Umum dipahami di kalangan kaum Muslimin bahwa seluruh aktivitas kebaikan yang diniatkan karena Allah akan bernilai ibadah, mulai dari membaca, mencari nafkah, hingga membahagiakan istri dan anak-anak, serta keluarga karib, bahkan sampai tidur sekalipun. Untuk itu, tidak heran jika banyak orang memiliki antusias lebih dalam aktivitas mencari nafkah, sebab terkategori ibadah. Namun apakah karena mencari nafkah, lantas ibadah yang utama menjadi kurang penting untuk diperhatikan?
Di dunia maya sempat muncul meme bertuliskan, “Berapa gaji dari pekerjaanmu, sampai-sampai berani meninggalkan shalat?” Meme itu mungkin terasa menohok, tapi dalam realitanya, memang masih banyak kepala keluarga, ibu rumah tangga, dan anakanak yang telah dewasa berani menelantarkan shalat.

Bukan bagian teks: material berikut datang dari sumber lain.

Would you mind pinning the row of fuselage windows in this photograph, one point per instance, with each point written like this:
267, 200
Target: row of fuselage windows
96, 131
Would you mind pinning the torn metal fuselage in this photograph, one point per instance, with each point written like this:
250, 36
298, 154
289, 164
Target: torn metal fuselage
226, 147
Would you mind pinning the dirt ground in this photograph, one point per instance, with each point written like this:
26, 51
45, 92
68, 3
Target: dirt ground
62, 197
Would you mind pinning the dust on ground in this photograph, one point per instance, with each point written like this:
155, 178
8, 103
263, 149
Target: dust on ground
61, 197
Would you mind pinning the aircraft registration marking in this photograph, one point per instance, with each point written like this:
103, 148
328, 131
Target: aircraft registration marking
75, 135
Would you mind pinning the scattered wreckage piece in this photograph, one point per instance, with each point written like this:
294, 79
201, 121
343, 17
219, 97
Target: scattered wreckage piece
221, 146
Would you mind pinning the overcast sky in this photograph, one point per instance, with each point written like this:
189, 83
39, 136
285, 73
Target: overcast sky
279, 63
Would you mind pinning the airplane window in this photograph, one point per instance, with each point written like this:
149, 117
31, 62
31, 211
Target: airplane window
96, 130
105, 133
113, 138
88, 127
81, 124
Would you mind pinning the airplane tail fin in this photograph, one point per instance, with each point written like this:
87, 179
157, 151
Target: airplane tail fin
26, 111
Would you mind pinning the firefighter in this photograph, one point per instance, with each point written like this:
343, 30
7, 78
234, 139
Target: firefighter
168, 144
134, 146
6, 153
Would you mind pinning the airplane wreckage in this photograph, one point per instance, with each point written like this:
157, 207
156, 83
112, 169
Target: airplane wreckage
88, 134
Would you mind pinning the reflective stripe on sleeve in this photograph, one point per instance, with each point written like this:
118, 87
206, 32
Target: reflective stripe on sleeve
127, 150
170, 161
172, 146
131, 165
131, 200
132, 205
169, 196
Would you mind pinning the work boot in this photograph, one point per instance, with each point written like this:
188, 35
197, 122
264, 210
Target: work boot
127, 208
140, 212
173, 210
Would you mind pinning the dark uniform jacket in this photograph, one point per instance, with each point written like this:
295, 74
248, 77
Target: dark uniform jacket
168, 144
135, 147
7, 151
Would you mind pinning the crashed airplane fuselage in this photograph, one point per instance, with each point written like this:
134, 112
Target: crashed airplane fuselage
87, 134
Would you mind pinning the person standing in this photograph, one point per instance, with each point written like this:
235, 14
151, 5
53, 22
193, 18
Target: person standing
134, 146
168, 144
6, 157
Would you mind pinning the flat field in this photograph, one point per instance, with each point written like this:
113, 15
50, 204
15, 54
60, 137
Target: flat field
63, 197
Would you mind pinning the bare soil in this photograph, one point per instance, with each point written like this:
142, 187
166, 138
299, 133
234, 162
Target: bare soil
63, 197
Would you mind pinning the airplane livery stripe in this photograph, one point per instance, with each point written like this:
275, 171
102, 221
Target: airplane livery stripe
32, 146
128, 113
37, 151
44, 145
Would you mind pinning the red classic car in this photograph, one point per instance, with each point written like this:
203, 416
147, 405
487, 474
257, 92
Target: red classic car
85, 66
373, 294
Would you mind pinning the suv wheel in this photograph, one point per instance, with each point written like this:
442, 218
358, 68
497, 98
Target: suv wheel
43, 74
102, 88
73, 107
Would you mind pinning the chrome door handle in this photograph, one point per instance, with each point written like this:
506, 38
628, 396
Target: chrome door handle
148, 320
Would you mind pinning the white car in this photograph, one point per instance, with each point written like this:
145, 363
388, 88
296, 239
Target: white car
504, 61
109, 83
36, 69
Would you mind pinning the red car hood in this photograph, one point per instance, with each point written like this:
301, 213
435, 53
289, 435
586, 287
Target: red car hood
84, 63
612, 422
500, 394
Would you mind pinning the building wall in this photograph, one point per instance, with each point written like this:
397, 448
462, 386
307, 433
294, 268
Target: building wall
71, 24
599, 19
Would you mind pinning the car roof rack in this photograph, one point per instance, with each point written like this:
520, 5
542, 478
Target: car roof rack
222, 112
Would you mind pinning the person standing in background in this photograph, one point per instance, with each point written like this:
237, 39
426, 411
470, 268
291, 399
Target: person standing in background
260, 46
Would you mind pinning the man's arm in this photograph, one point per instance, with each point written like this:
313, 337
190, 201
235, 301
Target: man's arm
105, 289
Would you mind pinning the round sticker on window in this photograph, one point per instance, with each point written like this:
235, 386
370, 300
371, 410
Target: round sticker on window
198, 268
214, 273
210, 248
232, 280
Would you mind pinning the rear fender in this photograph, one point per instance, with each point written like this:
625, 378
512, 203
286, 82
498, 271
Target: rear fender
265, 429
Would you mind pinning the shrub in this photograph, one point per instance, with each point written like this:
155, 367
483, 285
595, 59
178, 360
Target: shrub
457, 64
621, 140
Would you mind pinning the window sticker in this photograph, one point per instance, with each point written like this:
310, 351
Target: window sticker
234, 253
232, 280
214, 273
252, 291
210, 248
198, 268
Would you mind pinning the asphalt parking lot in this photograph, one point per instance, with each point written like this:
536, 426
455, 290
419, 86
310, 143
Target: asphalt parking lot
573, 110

Beragam alasannya, mulai dari kesibukan, pekerjaan yang menumpuk, deadline dan lain sebagainya. Padahal, shalat adalah tiang agama, dan shalat tidak mungkin membuat seseorang abai dengan tugas-tugas penting lainnya. Justru shalat itu adalah refreshing otak yang paling penting, untuk setiap jiwa siap menuntaskan tugastugas lainnya dengan baik, demikian ungkap Buya Hamka dalalm bukunya Lembaga Budi.
Lebih dari itu, mesti dipahami bahwa tanpa menunaikan ibadah wajib yang telah Allah tetapkan kepada kita, semua kebaikankebaikan yang kita lakukan, belumlah jaminan mengantarkan kita kepada ridha dan surga-Nya. Bagi seorang ibu rumah tangga misalnya, meskipun rajin ikut amal sosial, pengajian, dan beragam kegiatan baik lainnya, jika tidak shalat lima waktu, akan merugi juga akhirnya.
Rasulullah bersabda, “Jika seorang wanita menjaga shalat lima waktu, berpuasa pada bulannya, menjaga kehormatannya dan menaati suaminya, niscaya dia masuk surga dari pintu mana saja yang dia inginkan” (HR. Ahmad). Di sini seorang kepala rumah tangga mesti hadir, memberikan keteladanan dalam soal ibadah, mulai dari shalat, puasa, dan kehormatan keluarga. Terutama, memastikan istri untuk bisa masuk surga dari pintu mana saja. Jadi, tidak cukup sebatas memberikan nafkah.